For Fabrizia Lanza, author of the new cookbook Coming Home to Sicily, preparing meals is not just about recipes but also about gestures and a way of life.

“It’s the way you put yourself in front of the table, how you add the water,” said Lanza, who returned to Case Vecchie, her family’s cooking school in Sicily, after years as an art historian in northern Italy.

“It’s living according to a very natural rhythm.”

Her cookbook contains 100 family recipes from the school, which is situated on one of the island’s oldest estates. Guests, amateurs and top chefs alike are encouraged to harvest the vegetables and observe the cheese-making even as they learn to cook the Sicilian way.

Lanza, who joined the business in 2006, spoke to Reuters about the pleasures of starting over, living off the land, and being blessed with “a good fork”.

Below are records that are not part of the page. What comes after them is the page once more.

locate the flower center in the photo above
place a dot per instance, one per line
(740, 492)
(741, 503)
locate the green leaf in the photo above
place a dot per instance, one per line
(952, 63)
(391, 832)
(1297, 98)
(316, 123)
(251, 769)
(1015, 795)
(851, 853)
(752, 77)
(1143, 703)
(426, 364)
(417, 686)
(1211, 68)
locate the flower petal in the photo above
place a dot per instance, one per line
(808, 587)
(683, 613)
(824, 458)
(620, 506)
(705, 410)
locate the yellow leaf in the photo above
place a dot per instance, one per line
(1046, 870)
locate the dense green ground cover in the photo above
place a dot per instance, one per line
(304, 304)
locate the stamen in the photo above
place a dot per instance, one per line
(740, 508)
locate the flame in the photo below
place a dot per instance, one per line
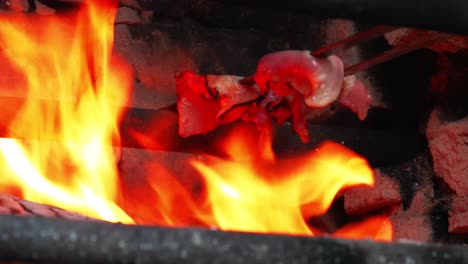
(253, 191)
(69, 161)
(75, 92)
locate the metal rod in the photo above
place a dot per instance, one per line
(396, 52)
(446, 16)
(44, 240)
(354, 40)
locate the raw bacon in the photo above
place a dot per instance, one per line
(289, 85)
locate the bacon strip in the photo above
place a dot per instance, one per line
(289, 85)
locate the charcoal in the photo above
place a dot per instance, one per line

Q: Why did you write this book?

A: I wanted to introduce myself to this world. My first career was as a museum curator and art historian, so I’m quite new to all of this. It’s my way of seeing, of cooking, and my way of getting into coming back to Sicily.

Q: Why did you return to Sicily?

A: I was in the art business for many years and I was a bit fed up with living in the north (of Italy). I really wanted to eat a good salad and a good tomato and I was bored with the grey sky. There are points in your life when you feel you can start again.

Q: How did you learn to cook?

A: I think in Italy all of us have some basics. We’ve all spent time, in the kitchen. Italians talk continuously about food. I never really learned from my mother, nor did she learn from her mother. We were just around food all day long. It’s another way of learning. It’s not instructions and rules, but it’s from your body.

Q: What do the people who visit your school find?

A: I offer mainly an experience. We make everything from scratch, including the bread. I get my flour from the local mill. I make my yogurt every morning. Everything is done there and it’s done as it’s always been done. We grow everything. The lamb is from there, the cheese is from there. It’s living off the land and also having a cultural understanding of why wheat is grown here instead of there and why is this vinegar made this way?

Q: How does Sicilian cuisine differ from the rest of Italy?

A: Sicily has different ingredients because we have different vegetables. Sicily is really diverse, with an amazing variety of landscapes, terroir and soil. Few foreigners realise that. We have this small island, so you think well that’s it, but when you travel to Sicily you realise how different the food and cultures are.